Audio Analytics’ article “Beyond Voice Recognition: Giving Products a Sense of Hearing”, that described a novel method for performing sound recognition in embedded applications, drew a lot of attention when we posted it last week. It also got several comments from readers, including one from George Kafantaris. His alternative perspective on AI was informative enough that it deserved more visibility so we’ve popped it out as a short posting of its own:
Voice recognition technology can revolutionize our lives in areas that have nothing to do with human speech. We can now have sound systems that can recognize footsteps from afar and alert us of approaching intruders, thus eliminating the need for tall fences — maybe even that notorious Border Wall. Systems that can alert us to noises from malfunctioning machinery in factories, ships, trains or airplanes. Systems that mind tell-tale noises from the electric grid, or mind enemy troop movements in the battlefield. Systems that can compliment building maintenance and security — or listen for specific noises — even from the weather — no matter how overwhelming the surroundings sounds might be.

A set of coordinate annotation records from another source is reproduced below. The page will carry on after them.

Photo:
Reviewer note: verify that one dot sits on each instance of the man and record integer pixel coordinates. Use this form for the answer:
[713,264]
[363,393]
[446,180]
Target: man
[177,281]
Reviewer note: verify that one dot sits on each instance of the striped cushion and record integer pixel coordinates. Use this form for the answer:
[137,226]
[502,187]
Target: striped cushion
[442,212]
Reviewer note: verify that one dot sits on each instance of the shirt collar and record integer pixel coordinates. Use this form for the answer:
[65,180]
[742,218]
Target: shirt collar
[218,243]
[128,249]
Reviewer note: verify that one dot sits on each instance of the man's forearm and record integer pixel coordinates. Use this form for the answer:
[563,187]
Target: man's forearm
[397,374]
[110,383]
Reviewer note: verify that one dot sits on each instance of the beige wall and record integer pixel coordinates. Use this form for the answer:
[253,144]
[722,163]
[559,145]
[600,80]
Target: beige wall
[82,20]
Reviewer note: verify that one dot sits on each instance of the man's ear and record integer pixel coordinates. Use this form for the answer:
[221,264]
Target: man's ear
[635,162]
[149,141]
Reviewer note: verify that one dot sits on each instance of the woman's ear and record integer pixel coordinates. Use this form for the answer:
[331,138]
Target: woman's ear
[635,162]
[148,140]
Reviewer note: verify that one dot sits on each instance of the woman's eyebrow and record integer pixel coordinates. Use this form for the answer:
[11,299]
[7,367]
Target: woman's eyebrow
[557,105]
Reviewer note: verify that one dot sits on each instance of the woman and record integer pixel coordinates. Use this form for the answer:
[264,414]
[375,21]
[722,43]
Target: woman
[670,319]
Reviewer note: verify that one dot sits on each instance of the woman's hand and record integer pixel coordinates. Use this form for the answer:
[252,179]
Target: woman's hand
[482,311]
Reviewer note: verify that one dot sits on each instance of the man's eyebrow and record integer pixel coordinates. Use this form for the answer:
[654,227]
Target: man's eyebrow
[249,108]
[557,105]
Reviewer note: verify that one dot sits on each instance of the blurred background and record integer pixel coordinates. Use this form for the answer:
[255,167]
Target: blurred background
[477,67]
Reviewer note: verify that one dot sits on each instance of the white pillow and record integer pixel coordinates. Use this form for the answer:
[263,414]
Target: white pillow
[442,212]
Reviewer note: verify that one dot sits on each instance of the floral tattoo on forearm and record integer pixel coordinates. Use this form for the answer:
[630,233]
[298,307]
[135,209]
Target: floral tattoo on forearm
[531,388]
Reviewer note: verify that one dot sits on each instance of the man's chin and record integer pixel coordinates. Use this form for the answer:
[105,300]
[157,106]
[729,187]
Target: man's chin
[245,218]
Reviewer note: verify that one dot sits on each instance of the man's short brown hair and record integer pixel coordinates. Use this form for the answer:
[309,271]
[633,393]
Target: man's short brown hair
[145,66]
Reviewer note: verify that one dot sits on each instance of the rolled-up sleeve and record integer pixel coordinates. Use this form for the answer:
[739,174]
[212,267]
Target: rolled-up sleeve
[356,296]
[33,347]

But how can a voice recognition system do this? The man to ask is Pete Warden who is developing cheap gadgets that he wants to put everywhere — “listening for noises rather than voices — hundreds of sensors spotting tell-tale audio signatures of squeaking wheels in factory equipment, or chirping crickets in a farm field.”
Here is how he does it. He “takes an audio clip, slices it into short snippets, and then calculates the frequency content of each one. He lines up each of the frequency plots one after the other to create a 2-D image of frequency content versus time, and applies visual-recognition algorithms to identify the distinctive signature of someone saying a single word [or the distinctive signature of a single sound.”
Mr. Kafantaris cited a recent article in Technology Review that provides some useful details about this approach to machine hearing – “Disposable Voice Recognition Take Cheap Chips and Add Simple AI”. It’s a fascinating read that describes an apporach that could make basic speech/sound recognition almost as inexpensive as the speech synthesis engines currently used by so many consumer goods.